Recipe Leek And Potato Soup Delia
Next pour in the stock add some seasoning bring to simmering point cover and simmer very gently for about 10 minutes or until the pieces of carrot are tender.
Recipe leek and potato soup delia. In a 6 quart saucepan over medium heat melt the butter. Season with salt and pepper then cover and let the vegetables sweat over a very low heat for about 15 minutes. 450g white parts of leeks sliced save the green tops for another soup or stock.
Add the leeks and a heavy pinch of salt and sweat for 5 minutes. Rinse in a colander under cold water. Soup is so so versatile.
Easy to make good for you it can be a starter or a main it can be made of meat fish or vegetables and it can be served hot and cold. Add the vegetable stock and bring to the boil. Leek and potato soup is a number one classic in our house but for something different try it with what i call the perennial pumpkin butternut squash.
Then put the lid almost back on but leave a 1cm gap at the edge to let some of the steam escape. Peel the potatoes and cut into chunks. After 15 minutes pour in the stock and add the herbes de provence and some seasoning.
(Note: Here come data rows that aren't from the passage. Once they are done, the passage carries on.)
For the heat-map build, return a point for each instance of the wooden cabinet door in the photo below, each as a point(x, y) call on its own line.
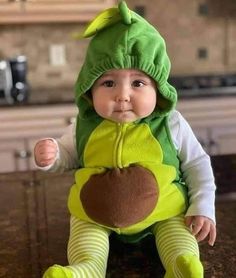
point(10, 11)
point(223, 140)
point(18, 236)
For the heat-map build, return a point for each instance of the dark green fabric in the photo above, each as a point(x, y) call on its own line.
point(129, 43)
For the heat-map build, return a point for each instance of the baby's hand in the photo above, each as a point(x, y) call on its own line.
point(201, 228)
point(45, 152)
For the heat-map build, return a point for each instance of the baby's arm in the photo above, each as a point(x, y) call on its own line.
point(57, 155)
point(198, 175)
point(45, 152)
point(202, 227)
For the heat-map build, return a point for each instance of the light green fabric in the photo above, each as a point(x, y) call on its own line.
point(111, 145)
point(126, 41)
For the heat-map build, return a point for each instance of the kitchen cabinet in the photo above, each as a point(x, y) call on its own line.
point(31, 11)
point(213, 122)
point(21, 127)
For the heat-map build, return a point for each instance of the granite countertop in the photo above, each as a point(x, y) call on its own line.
point(34, 229)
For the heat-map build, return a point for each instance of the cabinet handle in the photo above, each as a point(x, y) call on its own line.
point(23, 154)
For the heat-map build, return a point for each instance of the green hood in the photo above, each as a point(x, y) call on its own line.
point(121, 40)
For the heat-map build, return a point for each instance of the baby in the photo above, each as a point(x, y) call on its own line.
point(140, 169)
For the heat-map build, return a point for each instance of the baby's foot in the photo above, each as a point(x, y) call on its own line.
point(57, 271)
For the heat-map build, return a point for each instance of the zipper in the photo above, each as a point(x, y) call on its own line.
point(117, 154)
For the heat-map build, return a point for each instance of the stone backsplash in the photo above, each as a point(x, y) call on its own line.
point(197, 42)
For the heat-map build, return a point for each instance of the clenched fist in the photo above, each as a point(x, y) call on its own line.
point(45, 152)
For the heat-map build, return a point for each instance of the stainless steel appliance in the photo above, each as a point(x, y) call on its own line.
point(14, 87)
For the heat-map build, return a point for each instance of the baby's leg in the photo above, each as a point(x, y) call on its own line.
point(88, 249)
point(178, 249)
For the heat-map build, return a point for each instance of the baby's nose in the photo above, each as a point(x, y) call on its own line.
point(123, 95)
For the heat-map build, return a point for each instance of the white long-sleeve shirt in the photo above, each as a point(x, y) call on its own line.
point(195, 164)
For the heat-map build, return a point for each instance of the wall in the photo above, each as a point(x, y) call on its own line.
point(188, 35)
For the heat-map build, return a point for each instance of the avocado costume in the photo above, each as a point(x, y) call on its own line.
point(128, 179)
point(128, 175)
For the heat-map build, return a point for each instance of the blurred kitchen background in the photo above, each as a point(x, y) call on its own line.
point(40, 60)
point(39, 63)
point(200, 37)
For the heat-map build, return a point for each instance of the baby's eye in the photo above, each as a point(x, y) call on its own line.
point(138, 83)
point(108, 83)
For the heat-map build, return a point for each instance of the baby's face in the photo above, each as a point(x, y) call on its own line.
point(124, 95)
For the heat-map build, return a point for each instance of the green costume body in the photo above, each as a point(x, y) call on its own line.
point(125, 208)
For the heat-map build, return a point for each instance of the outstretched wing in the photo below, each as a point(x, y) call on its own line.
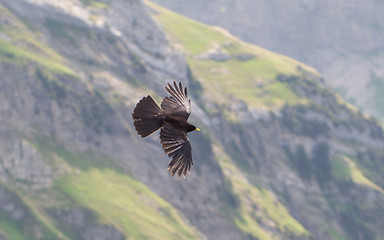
point(176, 144)
point(178, 103)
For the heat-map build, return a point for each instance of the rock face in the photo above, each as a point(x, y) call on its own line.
point(344, 41)
point(72, 72)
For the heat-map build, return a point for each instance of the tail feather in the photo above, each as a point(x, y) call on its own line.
point(146, 116)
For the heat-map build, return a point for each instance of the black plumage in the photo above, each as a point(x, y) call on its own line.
point(172, 119)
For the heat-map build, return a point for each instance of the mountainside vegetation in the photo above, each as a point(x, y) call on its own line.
point(280, 156)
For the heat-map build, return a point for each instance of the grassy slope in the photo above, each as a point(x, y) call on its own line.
point(233, 77)
point(95, 185)
point(344, 168)
point(259, 213)
point(116, 198)
point(126, 204)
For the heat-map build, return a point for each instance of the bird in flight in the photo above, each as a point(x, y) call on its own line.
point(172, 119)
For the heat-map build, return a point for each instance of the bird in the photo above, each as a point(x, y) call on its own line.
point(171, 119)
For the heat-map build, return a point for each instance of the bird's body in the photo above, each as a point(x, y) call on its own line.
point(172, 119)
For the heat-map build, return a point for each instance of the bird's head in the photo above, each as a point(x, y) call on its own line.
point(191, 128)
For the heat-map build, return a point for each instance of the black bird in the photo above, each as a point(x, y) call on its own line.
point(172, 119)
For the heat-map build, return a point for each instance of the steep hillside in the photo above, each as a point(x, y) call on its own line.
point(343, 40)
point(279, 155)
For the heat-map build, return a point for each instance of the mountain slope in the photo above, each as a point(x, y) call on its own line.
point(343, 40)
point(279, 156)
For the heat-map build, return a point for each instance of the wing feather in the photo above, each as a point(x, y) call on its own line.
point(178, 103)
point(176, 144)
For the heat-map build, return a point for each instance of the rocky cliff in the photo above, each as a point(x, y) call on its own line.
point(280, 156)
point(343, 40)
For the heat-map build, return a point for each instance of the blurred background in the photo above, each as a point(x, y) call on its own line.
point(289, 98)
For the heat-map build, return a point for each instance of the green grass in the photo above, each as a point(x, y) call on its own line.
point(10, 229)
point(19, 55)
point(377, 86)
point(126, 204)
point(115, 197)
point(95, 3)
point(346, 169)
point(33, 219)
point(258, 208)
point(336, 235)
point(340, 168)
point(252, 81)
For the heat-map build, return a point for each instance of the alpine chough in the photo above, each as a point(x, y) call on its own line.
point(172, 119)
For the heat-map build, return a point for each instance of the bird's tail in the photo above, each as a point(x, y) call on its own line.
point(146, 116)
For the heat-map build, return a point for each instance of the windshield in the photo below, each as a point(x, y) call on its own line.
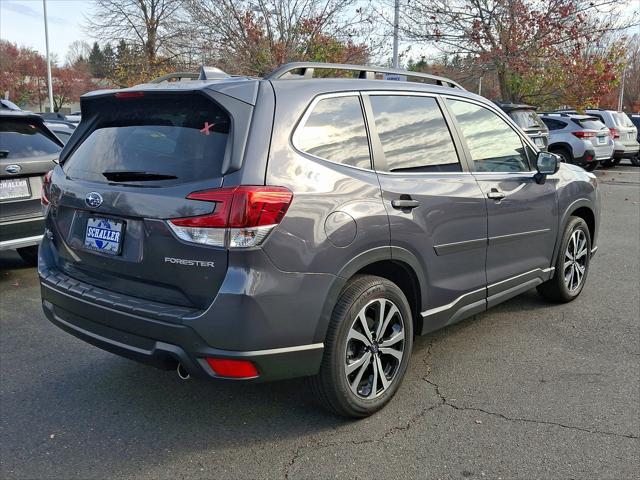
point(170, 138)
point(20, 139)
point(526, 119)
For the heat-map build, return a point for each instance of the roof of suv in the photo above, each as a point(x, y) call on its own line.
point(245, 88)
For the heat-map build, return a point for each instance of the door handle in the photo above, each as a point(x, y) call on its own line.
point(404, 204)
point(496, 194)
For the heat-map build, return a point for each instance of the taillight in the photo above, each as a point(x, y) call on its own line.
point(242, 217)
point(585, 134)
point(46, 187)
point(231, 368)
point(128, 94)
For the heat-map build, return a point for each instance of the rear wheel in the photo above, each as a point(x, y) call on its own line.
point(29, 255)
point(367, 348)
point(572, 265)
point(590, 167)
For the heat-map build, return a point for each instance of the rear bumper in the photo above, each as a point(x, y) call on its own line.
point(22, 233)
point(163, 344)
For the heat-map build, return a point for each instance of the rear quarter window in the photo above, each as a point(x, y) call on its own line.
point(24, 138)
point(177, 138)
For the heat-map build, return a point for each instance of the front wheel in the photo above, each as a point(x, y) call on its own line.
point(367, 348)
point(572, 265)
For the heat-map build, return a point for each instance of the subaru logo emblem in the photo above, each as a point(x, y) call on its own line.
point(93, 199)
point(13, 169)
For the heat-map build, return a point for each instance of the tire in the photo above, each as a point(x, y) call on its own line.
point(345, 345)
point(29, 255)
point(590, 167)
point(567, 283)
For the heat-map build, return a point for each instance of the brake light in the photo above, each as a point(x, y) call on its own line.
point(585, 134)
point(46, 187)
point(242, 217)
point(129, 94)
point(232, 368)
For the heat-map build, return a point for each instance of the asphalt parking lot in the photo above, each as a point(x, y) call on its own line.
point(526, 390)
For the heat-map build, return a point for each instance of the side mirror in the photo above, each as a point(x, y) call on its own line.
point(546, 164)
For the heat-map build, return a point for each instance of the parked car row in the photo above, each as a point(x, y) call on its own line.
point(597, 137)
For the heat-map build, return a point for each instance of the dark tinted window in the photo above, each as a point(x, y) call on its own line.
point(493, 144)
point(335, 131)
point(590, 123)
point(526, 119)
point(21, 138)
point(554, 124)
point(413, 134)
point(176, 138)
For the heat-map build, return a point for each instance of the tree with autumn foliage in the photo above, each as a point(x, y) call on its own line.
point(539, 51)
point(253, 37)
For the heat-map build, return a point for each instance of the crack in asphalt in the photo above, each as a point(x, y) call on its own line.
point(443, 402)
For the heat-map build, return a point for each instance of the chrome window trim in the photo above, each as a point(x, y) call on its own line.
point(307, 113)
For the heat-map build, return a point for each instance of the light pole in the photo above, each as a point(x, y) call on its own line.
point(396, 20)
point(46, 41)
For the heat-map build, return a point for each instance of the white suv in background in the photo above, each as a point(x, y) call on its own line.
point(622, 130)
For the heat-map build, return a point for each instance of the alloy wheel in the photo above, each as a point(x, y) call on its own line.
point(375, 348)
point(575, 260)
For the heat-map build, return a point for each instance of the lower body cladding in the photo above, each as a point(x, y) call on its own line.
point(240, 336)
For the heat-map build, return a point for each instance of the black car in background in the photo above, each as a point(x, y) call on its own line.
point(527, 119)
point(28, 150)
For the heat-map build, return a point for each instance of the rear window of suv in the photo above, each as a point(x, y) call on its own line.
point(168, 138)
point(24, 138)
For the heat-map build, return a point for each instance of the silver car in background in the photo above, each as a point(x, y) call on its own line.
point(579, 139)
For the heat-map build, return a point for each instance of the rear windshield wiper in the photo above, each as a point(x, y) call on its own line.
point(136, 176)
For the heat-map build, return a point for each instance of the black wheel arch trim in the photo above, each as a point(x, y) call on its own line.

In a large thick based saucepan gently melt the butter then add the leeks onions and potatoes stirring them all round with a wooden spoon so they get a nice coating of butter. Simmer the soup like this for about another 20 minutes or until the vegetables are soft. Potatoes peeled and cut into 1cm pieces try golden wonders or kerr pinks.
Add the leek potatoes bay leaf and thyme. In the autumn i make the same recipe with the traditional lantern pumpkin but right now what s on offer is a velvety smooth peachy yet faintly green very good soup indeed. Cook for 3 4 minutes until starting to soften.